The court found that disorderly conduct isn’t a misdemeanor crime of domestic violence under federal law and therefore doesn’t disqualify a person from holding a concealed carry license. Justice Jill Karofsky, a member of the court’s liberal minority, concurred but in a separate opinion called on legislators to close a “dangerous loophole” that will allow domestic abusers to carry concealed weapons.

“Though legally correct, this result is as nonsensical as it is dangerous,” Karofsky wrote. “When a domestic abuse perpetrator, who has engaged in threats to kill or any other type of domestic violence, has access to a gun, the lethality risk for his victim increases significantly.”

The case revolves around Daniel Doubek, of Green Bay.
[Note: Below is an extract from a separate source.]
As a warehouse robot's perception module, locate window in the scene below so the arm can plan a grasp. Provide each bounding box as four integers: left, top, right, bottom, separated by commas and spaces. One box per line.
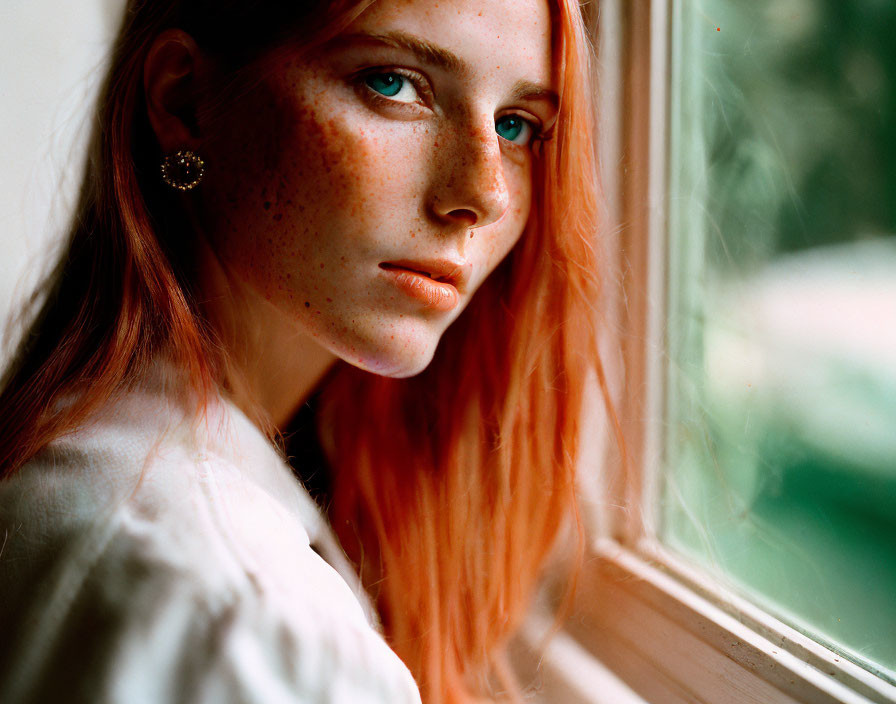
520, 0, 896, 704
According to court documents, Doubek broke into his estranged wife’s trailer in Door County in 1993 waving a board and shouting threats. He was ultimately convicted of disorderly conduct.

The state Justice Department granted Doubek a concealed carry permit in 2016, five years after carrying concealed weapons became legal in Wisconsin. The agency revoked his license in 2019 following an audit that revealed his disorderly conduct conviction.

Federal law prohibits states from issuing concealed carry permits to people convicted of misdemeanor domestic violence. The Justice Department found Wisconsin’s disorderly conduct statute qualifies as misdemeanor domestic violence as defined under federal code.

Doubek sued to regain his permit, arguing that Wisconsin’s disorderly conduct statute doesn’t match the federal definition of misdemeanor domestic violence. The federal definition requires “the use or attempted use of physical force.” But the state disorderly statute doesn’t mention the use of force, defining disorderly conduct instead as violent, abusive, indecent, profane or other undefined conduct that causes a disturbance, he argued.

A judge in Green Bay upheld the license revocation but Doubek appealed. The 2nd District Court of Appeals sent the case directly to the state Supreme Court without ruling on it.

Writing for the majority, Justice Brian Hagedorn said a disorderly conduct conviction in Wisconsin can’t disqualify someone from holding a concealed carry license in the state.